Toutes ces initiatives mettent incontestablement le pays en mouvement. Administrations publiques nationales et locales, municipalités (parfois même de l’opposition), entreprises publiques, chambres de commerce, associations, entreprises coopératives, syndicats, usagers, communautés et assemblées organisées, instituts universitaires etc., sont, selon les projets, directement associés à la conception, à la conduite et à l’évaluation des missions.
Financées par la distribution sociale des revenus générés par l’exploitation des richesses du pays et par l’augmentation progressive des ressources fiscales engendrée par la mise en place d’une politique nationale de l’impôt plus juste et solidaire, elles permettent la création d’importants gisements d’emplois et participent activement à l’essor économique du pays [4].

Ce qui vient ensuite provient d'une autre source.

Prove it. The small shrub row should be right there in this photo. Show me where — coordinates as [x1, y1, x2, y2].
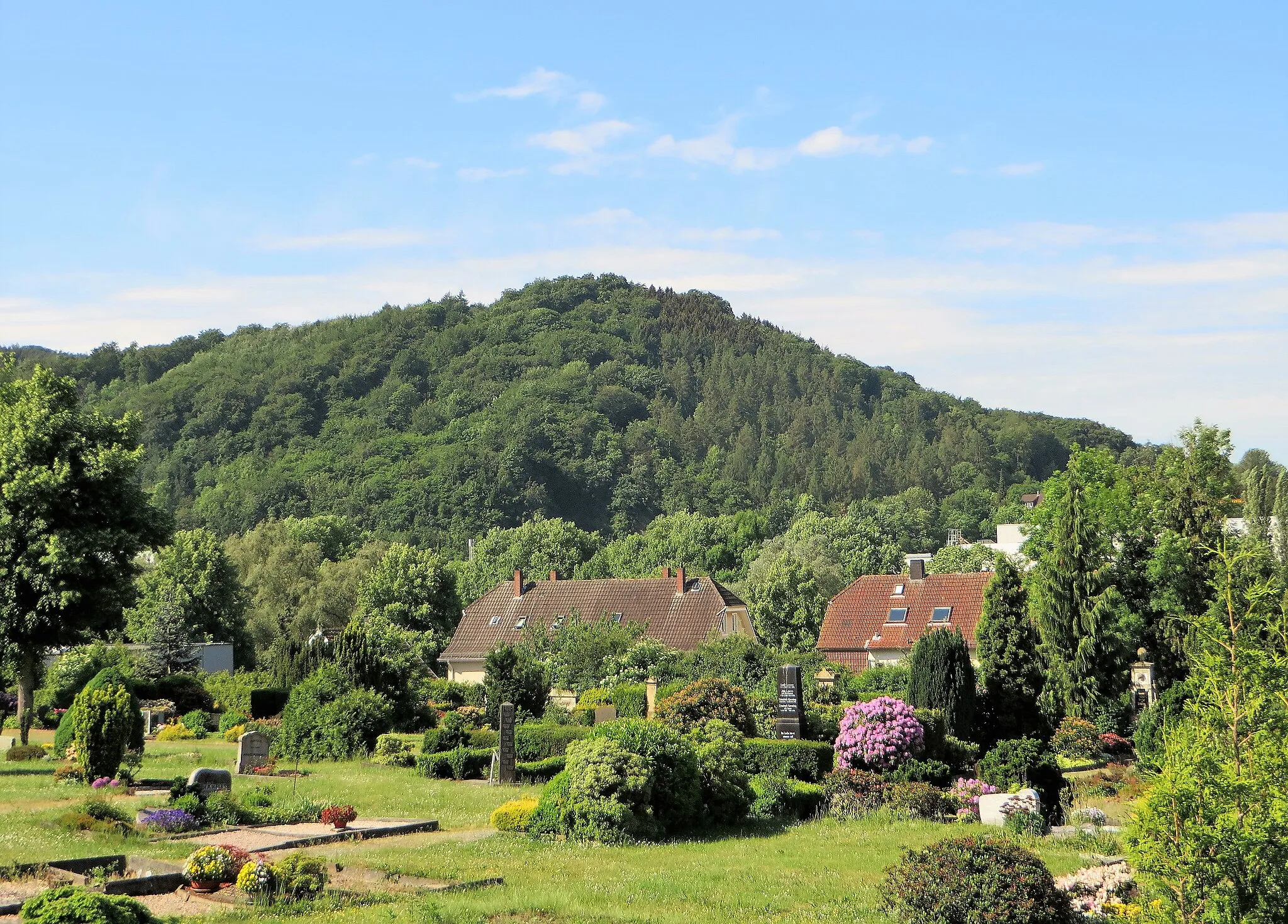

Cette réhabilitation, dans le cadre d’une économie de marché régulée, de la puissance publique dans sa diversité comme instrument de politiques économiques, sociales et désormais environnementales à contre-courant des dogmes libre-échangistes et au service du développement prioritaire d’une souveraineté alimentaire et économique pour le pays, constitue un premier pilier du processus. En annonçant, le 8 janvier, la « renationalisation  » de certaines entreprises positionnées sur des secteurs clés de l’activité économique comme c’est le cas de la CANTV dans les télécommunications ou de secteurs d’activités en tant que tels, comme l’électricité, le président vénézuélien a confirmé cette orientation, respecté ses engagements de campagne et ouvert la perspective d’un débat sur les formes possibles de ce retour d’outils économiques dans le périmètre du bien commun. Nationalisation classique ou autres formes juridiques et pratiques de réappropriation sociale : cette réflexion est actuellement en cours.
Sur le terrain de l’information, une vive polémique s’est ouverte suite à la décision du gouvernement de ne pas renouveler la concession hertzienne octroyée depuis 20 ans à la chaîne de télévision commerciale Radio Caracas Television (RCTV). Celle-ci est valable jusqu’en mai 2007. Cette décision, malgré la présentation qui en a été faite par certains médias, n’a pas pour objet d’interdire à la chaîne qui a activement soutenu le coup d’Etat de 2002 contre Chávez et les institutions démocratiques [5] l’accès au paysage audiovisuel vénézuélien. Elle pourra en effet continuer d’émettre sur le câble, le satellite et tous les nouveaux canaux de diffusion offerts par la révolution numérique. [6]
Dans un pays où près de 80 % de l’espace médiatique est occupé par les médias privés, l’utilisation de ce bien commun public que constitue le canal hertzien jusque-là occupé par RCTV fait actuellement l’objet d’une réflexion collective.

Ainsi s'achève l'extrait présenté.